Spirituality, Writing

The Hardest Question

How was the Camino?

This question is both utterly welcome and so hard to answer. Where do I begin? It’s easy to talk about miles and blisters; it’s delightful to describe gorgeous vistas and wonderful companions. However, as I predicted, the essential things all happened on the inside, in the space created by my walking, prayer, and ultimately surrender to the experience.

I was determined to keep track of the outer and inner journey, so after waking up early every morning to get hydrated and caffeinated for the walk ahead, I pulled out my bluetooth keyboard and captured everything I could recall from the previous day. This left me with lots of raw material for my next book (tentatively titled Finding God Along the Way: Lessons from the Ignatian Camino for Life at Home), but it doesn’t help me answer the “how was it” question. It’s too much, just as my photos are too much; I need to cull the impressions down to a shareable size.

I did manage to write five short essays for the Ignatian Volunteer Corps to email to those following our journey. Here are my Reflections from the Road, which capture some of the experience as it was unfolding.

The point of pilgrimage, however, is transformation, and transformation takes time. The true measure of the Camino will be taken after my feet have healed and I am fully integrated back into my “normal” life, not thinking of Spain almost every waking minute. What changes will persist after the drama of the physical journey has subsided? That’s what I’m eager to know, yet only time will tell. For the moment, let me share just two words that I hope will continue to mark this experience: solidarity and indifference.

Solidarity

During one of our group reflections, I shared that I was trying to let the challenges of the Camino connect my heart to people who do hard things every day. Walking across a desert on blistered feet, for example, I tried to hold in prayer all those refugees who make arduous desert crossings without LL Bean hiking poles in hand or a pilgrims’ shelter on the horizon. “So many people’s lives are impossibly hard every day,” I said. “This is just a month, and we volunteered for it.” At that, Fr. Jose cracked up. “Volunteered?” he laughed. “You PAID for this!”

Indeed we did.

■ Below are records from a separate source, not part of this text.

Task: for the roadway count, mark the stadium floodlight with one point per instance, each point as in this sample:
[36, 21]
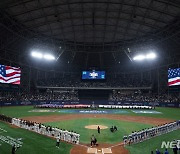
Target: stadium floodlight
[151, 55]
[49, 57]
[36, 54]
[139, 58]
[148, 56]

This exercise in solidarity was imaginative at best, and is valuable only if it is also transformative, keeping me mindful of and compassionate towards those who suffer hardships that my month-long sojourn only hinted at.

Indifference

How much longer will we be walking uphill? Is it going to rain today? When do we stop for lunch? Will we sleep in private rooms or a bunk room tonight? Is there a washing machine at the next hostel? These and countless other questions popped into our heads and flew out of our mouths all day long, but Fr. Jose kept encouraging us to stay focused on the now. This path. These companions. This moment. This prayer. These smells and sounds and sights and feelings. He was teaching us to unhook our minds from a preoccupation with what might be, so as to be fully present to what was right in front of us, and to welcome with open hearts whatever came our way.

Of course, this was rendered easier by the fact that we had so few choices available to us (other than, in the words of Victor Frankl, the freedom to choose our attitude). Now that we are home and get to decide every blessed thing for ourselves again, it is easy for those superficial wants to clamor for attention. My hope is that I can allow my passing preferences to matter less, so as to be more present to what is, and allow that to call forth, as Ignatius would say, a deeper response to my life in God.

How was the Camino? It was the hardest and best thing I’ve ever done. Yet ultimately, we will know this experience by its fruit, and it’s not even close to harvest time.

Stay tuned!

Fresh pilgrims depart from Loyola.

Journey’s End: Manresa!

4 thoughts on “The Hardest Question”

  1. Your future book sounds wonderful. One of my favourite non-fiction books is “The Way is Made for Walking” by Arthur Boers, who walked the Camino de Santiago and discovered a renewed spirituality in the process.